One night half of the house fell down. People all over the town saw lights, like fireworks or lightning, up over the orchard. Some people swore they saw something big, all lit up, go up into the sky, like an explosion, but quiet. Just lights. The next day, people went up to the orchard. The hermit was waiting for them-he had his veil on. From the front, the house looked fine. But you could tell something had caught fire. You could smell it, like ozone.
The hermit said it had been lightning. He rebuilt the house himself. Had lumber and everything delivered. Apparently kids used to go sneak up in the trees in the orchard and watch him while he was working, but he did all the work wearing the hat and the veil.
He died a long time ago. The grocer’s boy figured out something was wrong because the peacocks were coming in and out of the windows of the house and screaming.
So now they’re still down in the orchards and under the porch, and they still came in the windows and made a mess if Ed forgot and left the windows open too wide. Last week a fox came in after a peacock. You wouldn’t think a fox would go after something so big and mean. Peacocks are mean.
Ed had been downstairs watching TV.
“I heard the bird come in,” he says, “and then I heard a thump and a slap like a chair going over and when I went to look, there was a streak of blood going up the floor to the window. A fox was going out the window and the peacock was in its mouth, all the feathers dragging across the sill. Like one of Susan’s paintings.”
Ed’s wife, Susan, took an art class for a while.
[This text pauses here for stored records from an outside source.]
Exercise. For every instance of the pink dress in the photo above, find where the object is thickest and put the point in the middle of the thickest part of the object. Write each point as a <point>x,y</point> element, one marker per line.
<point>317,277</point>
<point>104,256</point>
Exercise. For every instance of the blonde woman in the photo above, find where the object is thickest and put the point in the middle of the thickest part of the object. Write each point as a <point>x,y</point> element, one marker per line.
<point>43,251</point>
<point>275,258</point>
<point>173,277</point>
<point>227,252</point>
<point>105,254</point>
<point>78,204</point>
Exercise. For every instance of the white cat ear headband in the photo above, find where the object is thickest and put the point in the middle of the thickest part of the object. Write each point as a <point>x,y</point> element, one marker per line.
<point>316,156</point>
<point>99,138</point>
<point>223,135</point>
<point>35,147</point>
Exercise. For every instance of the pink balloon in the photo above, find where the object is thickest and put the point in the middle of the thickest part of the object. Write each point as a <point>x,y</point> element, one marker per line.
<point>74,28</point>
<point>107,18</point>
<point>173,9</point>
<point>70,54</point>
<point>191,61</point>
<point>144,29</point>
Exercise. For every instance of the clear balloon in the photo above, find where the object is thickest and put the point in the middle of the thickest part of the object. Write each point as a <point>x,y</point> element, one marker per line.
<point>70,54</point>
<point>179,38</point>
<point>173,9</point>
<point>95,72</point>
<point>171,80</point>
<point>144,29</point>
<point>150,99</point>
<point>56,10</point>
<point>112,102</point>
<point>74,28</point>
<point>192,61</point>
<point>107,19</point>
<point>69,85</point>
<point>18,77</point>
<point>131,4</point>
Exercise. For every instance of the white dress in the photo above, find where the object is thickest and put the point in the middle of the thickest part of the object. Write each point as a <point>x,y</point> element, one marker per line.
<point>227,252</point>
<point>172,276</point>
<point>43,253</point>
Her teacher said she had a lot of talent. Brenner modeled for her, and so did some of our kids, but most of Susan’s paintings were portraits of her brother, Andrew. He’d been living with Susan and Ed for about two years. This was hard on Ed, although he’d never complained about it. He knew Susan loved her brother. He knew her brother had problems.
Andrew couldn’t hold down a job. He went in and out of rehab, and when he was out, he hung out with our kids. Our kids thought Andrew was cool. The less we liked him, the more time our kids spent with Andrew. Maybe we were just a little jealous of him.
Jeff’s kid, Stan, he and Andrew were thick as thieves. Stan was the one who found Andrew and called the hospital. Susan never said anything, but maybe she blamed Stan. Everybody knew Stan had been getting stuff for Andrew.
Another thing that nobody said: what happened to Andrew, it was probably good for the kids in the long run.
Those paintings-Susan’s paintings-were weird. None of the people in her paintings ever looked very comfortable, and she couldn’t do hands. And there were always these animals in the paintings, looking as if they’d been shot, or gutted, or if they didn’t look dead, they were definitely supposed to be rabid. You worried about the people.
She hung them up in their house for a while, but they weren’t comfortable paintings. You couldn’t watch TV in the same room with them. And Andrew had this habit, he’d sit on the sofa just under one portrait, and there was another one too, above the TV. Three Andrews was too many.
Once Ed brought Andrew to poker night. Andrew sat awhile and didn’t say anything, and then he said he was going upstairs to get more beer and he never came back. Three days later, the highway patrol found Ed’s car parked under a bridge. Stan and Andrew came home two days after that, and Andrew went back into rehab. Susan used to go visit him and take Stan with her-she’d take her sketchbook. Stan said Andrew would sit there and Susan would draw him and nobody ever said a word.